The brokerage had previously forecast two 25-basis-point cuts, one in September and another in December.

In a note dated May 21, however, Nomura said higher inflation readings and waning support among Fed officials for easier policy had prompted it to abandon that call.

The change underscores how sticky inflation and cautious central bank commentary are reshaping expectations for US monetary policy.

Instead of a gradual return to easing, Nomura now sees 2026 as a year in which the Fed is more likely to keep rates on hold.

Inflation keeps pressure on the Fed

Nomura said the inflation backdrop had become less supportive of rate cuts.

Recent price data have made it harder for policymakers to argue that inflation is moving decisively back towards target.

That matters because the Fed has repeatedly signalled that it needs greater confidence on inflation before lowering borrowing costs.

If price pressures remain elevated, rate cuts risk loosening financial conditions too early and undermining the central bank’s inflation-fighting credibility.

The firm also pointed to reduced support for easing among Fed officials. That suggests the bar for cuts has risen, even if growth slows or financial markets begin to price in looser policy.

For investors, the shift reinforces the idea that the Fed’s reaction function remains heavily dependent on inflation.

Stronger or stickier price readings may keep policymakers cautious, while only a clearer cooling trend would revive the case for rate reductions.

Warsh seen unlikely to win FOMC majority

Nomura had earlier based part of its easing forecast on the assumption that incoming Fed Chair Kevin Warsh would favour rate cuts.

But the firm now doubts he would be able to convince a majority of the Federal Open Market Committee to support that path.

“Higher inflation readings and waning support among Fed officials for easing motivate our previous call of rate easing by incoming Fed Chair Kevin Warsh,” Nomura said in the note.

“But recent data and Fedspeak make us sceptical that he will be able to convince a majority of the FOMC to go along with rate cuts in 2026.”

The comment highlights the importance of consensus within the FOMC.

Even a chair inclined towards easier policy would need support from voting members, especially if inflation remains above levels consistent with the Fed’s mandate.

A hold year for US monetary policy

Nomura’s revised outlook effectively frames 2026 as a hold year for US monetary policy.

That would mark a significant change from expectations of late-year easing.

Under the previous forecast, the Fed would have delivered a modest adjustment through two quarter-point cuts.

The new view suggests policy may remain restrictive for longer, with officials waiting for stronger evidence that inflation is under control.

A prolonged hold could support the US dollar and Treasury yields, while weighing on rate-sensitive assets such as equities, housing and parts of the credit market.

It could also complicate the outlook for emerging markets, where higher US rates tend to tighten financial conditions and increase pressure on local currencies.

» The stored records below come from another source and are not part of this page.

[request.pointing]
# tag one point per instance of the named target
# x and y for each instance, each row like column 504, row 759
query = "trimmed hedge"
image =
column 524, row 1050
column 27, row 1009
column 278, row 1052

Markets watch Fed communication

The next phase for markets will depend heavily on inflation data and Fed commentary.

If officials continue to push back against near-term easing, investors may further reduce expectations for rate cuts.

Conversely, a sustained run of softer inflation numbers could reopen the debate over whether policy is too restrictive.

For now, Nomura’s revised forecast reflects a more cautious reading of the Fed’s room to manoeuvre.

With inflation still a concern and support for easing fading, the firm no longer sees a majority of policymakers backing rate cuts in 2026.